Wirtschaft : BMW führt vor Mercedes und Audi

Rekord bei Absatz, Umsatz und Ergebnis / Nur Porsche und Toyota machen mehr Gewinn

Alfons Frese

Berlin - BMW hat seinen Vorsprung vor Mercedes-Benz und Audi verteidigt. Im zweiten Quartal stieg der Gewinn vor Steuern um rund ein Drittel auf 1,4 Milliarden Euro, teilte das Unternehmen am Mittwoch mit. Die Rendite liege „deutlich über dem Branchendurchschnitt“. Auch bei Umsatz und Absatz gab es Rekordzahlen, sodass Vorstandschef Helmut Panke die BMW Group mit dem besten Ergebnis der Unternehmensgeschichte Anfang September seinem Nachfolger Norbert Reithofer übergibt.

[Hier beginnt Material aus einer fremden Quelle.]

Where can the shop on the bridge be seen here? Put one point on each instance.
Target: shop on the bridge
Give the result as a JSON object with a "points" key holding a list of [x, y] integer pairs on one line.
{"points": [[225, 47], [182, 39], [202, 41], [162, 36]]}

Für das gesamte Jahr werde „unverändert ein Ergebnis vor Steuern von vier Milliarden Euro sowie ein neuer Spitzenwert bei den Auslieferungen“ erwartet, sagte Panke anlässlich der Veröffentlichung der Quartalszahlen. Die Position als „weltweit führender Premiumhersteller“ werde gehalten. Die Börse reagierte erst positiv, dann bröckelte der BMW-Kurs aber ab, weil die Familie Quandt als Großaktionär 8,7 Millionen Aktien abstößt. Die Dresdner Bank soll die Papiere im Wert von 350 Millionen Euro platzieren. Die Quandts halten rund 48 Prozent an BMW.

Im ersten Halbjahr verkaufte die BMW Group mit den Marken BMW, Mini und Rolls-Royce 698 470 Autos, das waren acht Prozent mehr als im ersten Halbjahr 2005. BMW profitiert derzeit vor allem vom Erfolg des 3ers, der vor einem Jahr neu auf den Markt gekommen war.

Die Mercedes Car Group (neben Mercedes gehören dazu Smart und Maybach) setzte im ersten Halbjahr 607 000 Autos ab und damit neun Prozent mehr als im Vorjahr. Und Audi verkaufte zwischen Januar und Juni 463 000 Autos (plus 9,8 Prozent). Audi-Chef Martin Winterkorn will in den kommenden Jahren die beiden Wettbewerber einzuholen.

Das sehen die Münchener gelassen. „In den kommenden Jahren wird die Rendite weiter über dem Branchendurchschnitt liegen“, heißt es im jüngsten Zwischenbericht. Im ersten Halbjahr stieg die Umsatzrendite von acht auf 8,6 Prozent. Neben Toyota und Porsche ist BMW der profitabelste Autohersteller. Im vergangenen Jahr lag die Umsatzrendite, die das Verhältnis des Gewinns vor Steuern zum Umsatz wiedergibt, bei sieben Prozent. Damit lag BMW zwar weit hinter Porsche (18,9 Prozent) und Toyota (9,9 Prozent). Doch der Vorsprung vor dem Hauptwettbewerber Mercedes (minus ein Prozent) war beträchtlich. Audi kam auf eine Umsatzrendite von 4,9 Prozent.

Inzwischen hat allerdings die Mercedes Car Group (MCG) die hohen Aufwendungen für den Personalabbau bei Mercedes und die Smart-Sanierung weitgehend überwunden. Nach dem ersten Halbjahr 2006 stand unterm Strich der MCG ein operativer Gewinn von 129 Millionen Euro; im Vorjahreszeitraum hatte es ein Minus von 942 Millionen Euro gegeben.